SHARE WEEK 2014 POLECAM ULUBIONE BLOGI

2.03.2014

Ruszyła kolejna edycja Share Week, której organizatorem jest Andrzej Tucholski z jestkultura.pl. Na czym to polega? Zasady są bardzo proste. W okresie 25.02-04.03 br. trzeba na swoim blogu polecić trzech lub więcej innych b/vlogów. Jak dla mnie idea super. W ten sposób blogosfera pokazuje, że nie jest zamkniętą społecznością, gdzie dominuje wyścig szczurów, ale wręcz przeciwnie. Szanujemy twórczość innych i chętnie powiemy o tym innym. Przeglądając zaś opublikowane już listy mamy szansę odkryć miejsca nam jeszcze nieznane. Ale do rzeczy. Poniżej moja lista - krótka, ale na temat. Kolejność jest przypadkowa.

Obraz: Share Week poleć trzech lub więcej b/vlogów
Image courtesy of basketman / FreeDigitalPhotos.net


Jest to blog odkryty przeze mnie niedawno i tak naprawdę za sprawą innego blogera.
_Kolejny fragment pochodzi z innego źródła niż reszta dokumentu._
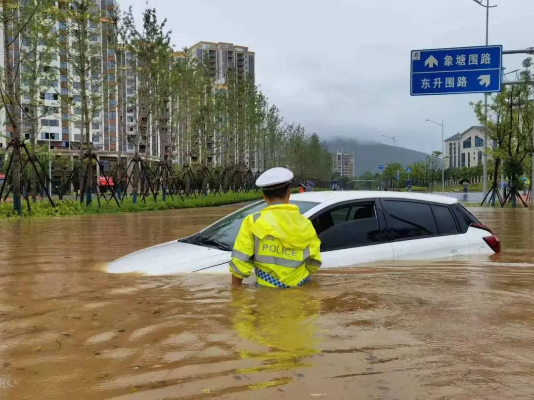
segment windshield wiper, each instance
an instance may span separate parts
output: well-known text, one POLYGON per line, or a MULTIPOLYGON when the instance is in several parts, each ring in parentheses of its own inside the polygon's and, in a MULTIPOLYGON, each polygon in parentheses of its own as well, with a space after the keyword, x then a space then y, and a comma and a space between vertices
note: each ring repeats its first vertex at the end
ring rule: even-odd
POLYGON ((224 250, 224 251, 232 251, 232 247, 226 243, 214 239, 210 239, 209 237, 197 236, 197 237, 192 238, 188 242, 193 244, 200 244, 209 247, 214 247, 216 249, 218 249, 219 250, 224 250))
Nie znalazł się on jednak w moich obserwowanych blogach przypadkiem. Przede wszystkim lubię go za to, że razem z Pauliną tworzymy w podobnej tematyce i mogę u niej znaleźć wiele inspiracji. Jeśli szukasz PR-owych newsów i kręci Cię świat reklamy, to miejsce jest właśnie dla Ciebie. Dla ludzi zabieganych polecam szczególnie PR-asówkę, czyli zestawienie aktualności ze świata public relations, marketingu i reklamy. 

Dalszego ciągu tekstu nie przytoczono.